There's been quite a bit of voiceover narration up to this point. It comes from Clay Hammond (Dennis Quaid), a famous novelist who's giving a reading of his new book, which is called The Words. This is the story of a young would-be writer named Rory Jansen. On a honeymoon trip to Paris, he comes across an old briefcase in a junk shop. His new bride, Dora, buys it for him. Back in Brooklyn, where they're leading a scuffling existence ("We don't have any money," Dora points out), Rory discovers an old manuscript tucked away in the briefcase. This is the book that was finally tapped out by the Young Man, whose café-waitress lover lost it on a train all those decades ago. Rory reads the manuscript, realizes it's brilliant, and proceeds to type it into his laptop, word for word. "He just wanted to feel the words pass through his fingers," Clay says, still narrating for us. Ethically torn—although not too torn—Rory takes the new manuscript to an editor at a publishing house, passing it off as his own. The editor, too, realizes the book's brilliance, and publishes it, to instant acclaim.
We've already seen that Rory is being shadowed around New York by a character called the OId Man (wrinkly Jeremy Irons), who of course is the Young Man grown…well, old. He knows that Rory's best-seller is actually his work. Is he angry? Yes. Well, sort of. Confronting Rory in a park, he tells the younger man, "You can't make this right. Things are just things." Whatever, I guess.

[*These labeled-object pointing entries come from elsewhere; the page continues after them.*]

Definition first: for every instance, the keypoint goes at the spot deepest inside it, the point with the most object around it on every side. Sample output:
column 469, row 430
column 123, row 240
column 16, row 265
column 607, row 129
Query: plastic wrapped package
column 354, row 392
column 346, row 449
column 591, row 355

Given how much story the movie is already saddled with, it was unwise to cram in a subplot about a grad-student lit groupie (Olivia Wilde) who's zeroing in on Clay. Under her questioning over a glass of wine, we see that the veteran writer is obscurely troubled about something. Is he a plagiarist, too? "We all make choices in life," he says, unhelpfully. "The hard thing is to live with them." (Even harder are the fleeting snippets of prose from the various books to which we're treated—great writing can't be faked.)
Writer-directors Brian Klugman and Lee Sternthal achieve some nice pictorial effects of the burnished-glow variety, but the actors are adrift in the woozy story. Jeremy Irons brings some subtle emotional details to the wronged geezer, but Dennis Quaid, hobbled by a character who's never clarified, is reduced to free-floating craggy torment. And Bradley Cooper, playing a man who may or may not exist in this sappy narrative, is wasted. As the movie drifts along, we're never sure where it's going; all we know at the end is that it never got there.